Internal boundaries, on the other hand, are boundaries we set with ourselves to honor ourselves. We often overwork and overwhelm ourselves with expectations that exceed our limits. These boundaries help us to acknowledge and respect our limits and values.
Benefits of Internal Boundaries
Internal boundaries allow us to love and respect ourselves from the way we treat and honor our bodies to the way we treat and honor our minds. Internal boundaries are formed to help boost our own self-worth. These boundaries allow us to be mindful of the way we care for ourselves.
- Are we criticizing ourselves constantly? Or are we taking time to celebrate all we have accomplished?
- Are we overextending ourselves? Or are we respecting our own personal limits as well as time constraints?
- Are we invalidating and suppressing our emotions? Or are we allowing ourselves space and time to feel and heal?
- Are we blaming everyone else for our discomfort? Or are we honoring ourselves by being honest with our own mistakes?
- Are we disrespecting our personal values and beliefs to fit in with society’s expectations? Or we are acting in line with who we are, who want to be, and what we want to offer?
Internal boundaries will follow the second question in each of the above bullet points. The boundaries we set impact what we feel inside. Boundaries that honor who we are and what we want offer encouragement and support. On the other hand, boundaries that ignore our limits and do not align with our values create a disconnect within ourselves.
How Do I Set Internal Boundaries?
Ask yourselves the following questions:
- How am I overextending myself?
- How am I hurting myself? (Think emotionally too!!)
- What are my values?
- Who do I want to be?
- Where am I not being honest with myself?
Now, create boundaries that align within these questions.
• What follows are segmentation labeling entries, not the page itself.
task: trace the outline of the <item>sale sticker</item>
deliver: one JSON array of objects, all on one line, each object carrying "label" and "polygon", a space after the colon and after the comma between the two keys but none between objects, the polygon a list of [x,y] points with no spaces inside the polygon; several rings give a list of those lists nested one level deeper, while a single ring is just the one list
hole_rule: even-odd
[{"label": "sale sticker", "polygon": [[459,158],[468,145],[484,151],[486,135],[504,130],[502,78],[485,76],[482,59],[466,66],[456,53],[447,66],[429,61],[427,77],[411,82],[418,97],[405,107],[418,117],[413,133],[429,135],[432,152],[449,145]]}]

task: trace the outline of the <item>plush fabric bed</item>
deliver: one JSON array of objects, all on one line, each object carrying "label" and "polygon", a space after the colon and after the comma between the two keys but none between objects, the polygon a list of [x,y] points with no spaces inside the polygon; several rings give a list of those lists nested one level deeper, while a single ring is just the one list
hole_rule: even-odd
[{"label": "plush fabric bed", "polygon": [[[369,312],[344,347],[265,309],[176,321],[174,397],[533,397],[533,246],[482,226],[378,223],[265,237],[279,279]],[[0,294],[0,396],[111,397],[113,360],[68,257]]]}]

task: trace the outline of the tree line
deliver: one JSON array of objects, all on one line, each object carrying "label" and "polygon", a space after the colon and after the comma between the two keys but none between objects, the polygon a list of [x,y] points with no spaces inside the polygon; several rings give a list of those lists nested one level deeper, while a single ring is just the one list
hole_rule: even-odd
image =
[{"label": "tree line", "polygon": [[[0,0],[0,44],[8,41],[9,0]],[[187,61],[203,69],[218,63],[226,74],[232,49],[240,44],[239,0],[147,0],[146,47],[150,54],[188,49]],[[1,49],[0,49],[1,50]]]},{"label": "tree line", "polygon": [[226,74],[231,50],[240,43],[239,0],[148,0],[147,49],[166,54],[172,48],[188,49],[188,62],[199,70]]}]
Examples of internal boundaries are shared below.
4 Internal Boundaries Examples:
- Reframe your negative thoughts to encouraging thoughts.
- “I always make mistakes” à “I am constantly able to learn from each mistake”
- Tell yourself “no”
- “No, I am not going to add more to my to-do list today. I do not have enough time or energy to take on every responsibility today. I respect my own limits. That is okay.”
- Validate your emotions.
- “I am feeling sad today. It is normal to feel sad. I am going to let myself feel sad.”
- Be accountable to yourself.
- “I did not enforce my boundaries in the past. My partner was not respectful of my boundaries, because I did not enforce them before.”